Merge pull request #121 from VikParuchuri/dev

VikParuchuri · web-flow · commit c5f5e779435e · 2024-05-28T14:43:55.000-07:00
Fix rotate and copy bugs
diff --git a/poetry.lock b/poetry.lock
diff --git a/pyproject.toml b/pyproject.toml
@@ -1,6 +1,6 @@
 [tool.poetry]
 name = "surya-ocr"
-version = "0.4.11"
+version = "0.4.12"
 description = "OCR, layout, reading order, and line detection in 90+ languages"
 authors = ["Vik Paruchuri <vik.paruchuri@gmail.com>"]
 readme = "README.md"
diff --git a/surya/detection.py b/surya/detection.py
@@ -30,6 +30,8 @@ def batch_detection(images: List, model: SegformerForRegressionMask, processor,
         batch_size = get_batch_size()
     heatmap_count = model.config.num_labels
 
+    images = [image.convert("RGB") for image in images]  # also copies the images
+
     orig_sizes = [image.size for image in images]
     splits_per_image = [get_total_splits(size, processor) for size in orig_sizes]
 
diff --git a/surya/model/recognition/processor.py b/surya/model/recognition/processor.py
@@ -35,6 +35,7 @@ def numpy_resize(cls, image: np.ndarray, size, interpolation=cv2.INTER_LANCZOS4)

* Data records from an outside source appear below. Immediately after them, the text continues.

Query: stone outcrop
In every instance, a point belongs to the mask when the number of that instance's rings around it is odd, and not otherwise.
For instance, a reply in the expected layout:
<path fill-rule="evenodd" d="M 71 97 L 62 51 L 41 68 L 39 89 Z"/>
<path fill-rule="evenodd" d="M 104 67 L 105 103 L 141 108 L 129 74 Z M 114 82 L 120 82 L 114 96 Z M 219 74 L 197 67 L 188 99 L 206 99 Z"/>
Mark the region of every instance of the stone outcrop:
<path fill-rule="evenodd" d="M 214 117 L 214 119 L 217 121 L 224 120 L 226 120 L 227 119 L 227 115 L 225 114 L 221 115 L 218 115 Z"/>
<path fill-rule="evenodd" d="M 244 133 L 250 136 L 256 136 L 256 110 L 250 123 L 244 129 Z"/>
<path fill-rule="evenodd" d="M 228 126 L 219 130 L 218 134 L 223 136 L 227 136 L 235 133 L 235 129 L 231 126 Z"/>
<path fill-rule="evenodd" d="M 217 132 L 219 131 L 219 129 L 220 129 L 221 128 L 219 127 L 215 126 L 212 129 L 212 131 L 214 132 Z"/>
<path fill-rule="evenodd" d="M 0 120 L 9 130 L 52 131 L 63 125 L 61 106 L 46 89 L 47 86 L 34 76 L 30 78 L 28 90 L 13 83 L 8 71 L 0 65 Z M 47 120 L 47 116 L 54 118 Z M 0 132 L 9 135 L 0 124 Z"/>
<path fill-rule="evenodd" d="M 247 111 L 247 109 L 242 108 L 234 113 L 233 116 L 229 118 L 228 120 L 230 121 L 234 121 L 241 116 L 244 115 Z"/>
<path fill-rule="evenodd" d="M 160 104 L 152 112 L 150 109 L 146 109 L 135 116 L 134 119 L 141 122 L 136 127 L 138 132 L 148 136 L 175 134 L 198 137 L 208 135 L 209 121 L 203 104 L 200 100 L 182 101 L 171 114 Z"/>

         max_width, max_height = size["width"], size["height"]
 
         if (height == max_height and width <= max_width) or (width == max_width and height <= max_height):
+            image = image.transpose(2, 0, 1)
             return image
 
         scale = min(max_width / width, max_height / height)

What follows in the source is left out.